# Coach Value



## AceR0k0la

How do I determine the realistic value of my older coach? I have 98 Windsor that is in good condition. No problems, everything works, and many upgrades. I see prices all over the map. I am at the point of new tires due to tire age (rig only has 46k). Should I replace then sell or sell as is and adjust the price? Thanks in advance for the advice.


----------



## C Nash

i would sell as is but warn a buyer that tires need to be replaced.  I doubt you could add price of new tires and get it.  see what most are selling for in your area and use it as a guide.  You can also go to NADA price guide and get an idea of asking price.


----------



## Tropical36

AceR0k0la said:


> How do I determine the realistic value of my older coach? I have 98 Windsor that is in good condition. No problems, everything works, and many upgrades. I see prices all over the map. I am at the point of new tires due to tire age (rig only has 46k). Should I replace then sell or sell as is and adjust the price? Thanks in advance for the advice.


With the 38ft model in a private sale and when it's over and done with, you can expect to get $18 - 19K with a slide and $12,500, without a slide.
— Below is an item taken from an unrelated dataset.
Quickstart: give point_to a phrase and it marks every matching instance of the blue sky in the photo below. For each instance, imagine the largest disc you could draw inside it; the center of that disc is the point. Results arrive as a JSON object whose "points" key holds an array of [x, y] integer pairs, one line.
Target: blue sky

Just MHO, of course.


----------



## Johnwj

Just went thru the trading process within past 2 weeks.  It's a nightmare to find out what a dealer will allow you for ANYTHING.  Traded a 43',  2009, Tiffin, Allegro Bus.  Blue book says $155,000.  Michelins are 18mo. and 15,000 old,6 225AH Interstate  batteries are 4 weeks old.  Hi trade-in offers were 105K high to 95K low.
Just like buying a car; bend over, grab your ankles and kiss yourself goodby.


----------